Babies have been born in cars on the bridge to mothers who didn’t make it to hospitals on the other side. An airplane once ran out of gas flying over Lake Pontchartrain and landed safely on the causeway.
The bridge carries an average of 20,000 vehicles daily, many with commuters who live in St. Tammy Parish and work in New Orleans. The toll is $1 per car each direction.
Bird-watchers from all over the country come to the bridge to see the world’s largest purple martin roost from February through September.
Each night at sundown, thousands of purple martins swarm around the south end of the bridge in a spectacular swirl, then fly under the bridge to roost.
The Greater New Orleans Expressway Commission, also known as the Causeway Commission, created a park along the lake shore for people to observe the birds.
The commission has administered the Lake Pontchartrain Causeway since it opened to traffic on Aug. 30, 1956, with completion of the first span at a cost of $30.7 million. The second span cost $29.9 million and opened March 23, 1969.
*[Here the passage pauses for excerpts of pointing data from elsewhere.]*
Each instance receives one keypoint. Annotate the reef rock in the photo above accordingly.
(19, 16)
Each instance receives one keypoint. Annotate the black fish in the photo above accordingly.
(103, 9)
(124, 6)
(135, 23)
It was Bennett Powell, the causeway commissioner, and Robert Lambert, the bridge’s general manager, who decided something had to be done about pollution in Lake Pontchartrain.
“Lake Pontchartrain, one of Louisiana’s most important natural resources was once a beautiful lake. Today, it is so badly polluted that beaches are closed and no one can swim in it or fish along its shores,” said Lambert, 42. He started as a patrolman on the bridge in 1971 and became its general manager in 1984.
“No other agency at any level was taking any action to save the lake,” Lambert said, “so the Causeway Commission last year authorized a $30,000 study of the lake by three professors: Oliver Houck and John Elstrott of Tulane; and Fritz Wagner of the University of New Orleans.”
Last April, the professors issued a 300-page report, a blueprint for cleaning and restoring the ecological balance of the lake.
It recommended formation of a state agency to lead the effort. The Louisiana Legislature created the Lake Pontchartrain Basin Foundation to carry out that mandate.
For 50 years, the lake (average depth 14 feet) has been mined for clam shells used in road construction throughout the state. As many as seven barges operate on the lake 18 hours a day, year-round, dredging up to a third of the lake bottom each year.
Equipped with hydraulic suction heads, the dredges dig two to three feet under the bottom and suck up the lake’s ecosystem. The shells are removed; the dredgers discharge the toxic spoil back into the lake.
Mining takes place under a lease from the Louisiana Department of Wildlife and Fisheries. Virginia Van Sickle, secretary of the department, admits that shell dredging damages the lake but so far has refused to terminate the leases. Revenues from the leases--$4 million a year--provide the bulk of funding for her department.
Public hearings were conducted last October. The foundation has filed suit for a permanent injunction banning shell dredging.
Pollution in the lake also is caused by urban and agricultural runoff, sewage and salt water intrusion.
Causeway Commissioner Powell is also chairman of the board of the new agency to clean up Lake Pontchartrain and causeway general manager Lambert is acting director.
“When I was a kid we could anchor in the middle of the lake and it was so clear we could see ripples of the sand on the bottom. Every family has wonderful stories about swimming, boating, fishing, crabbing and family outings on the lake,” Powell recalled. “Unfortunately, we neglected the lake for too many years and it has deteriorated.”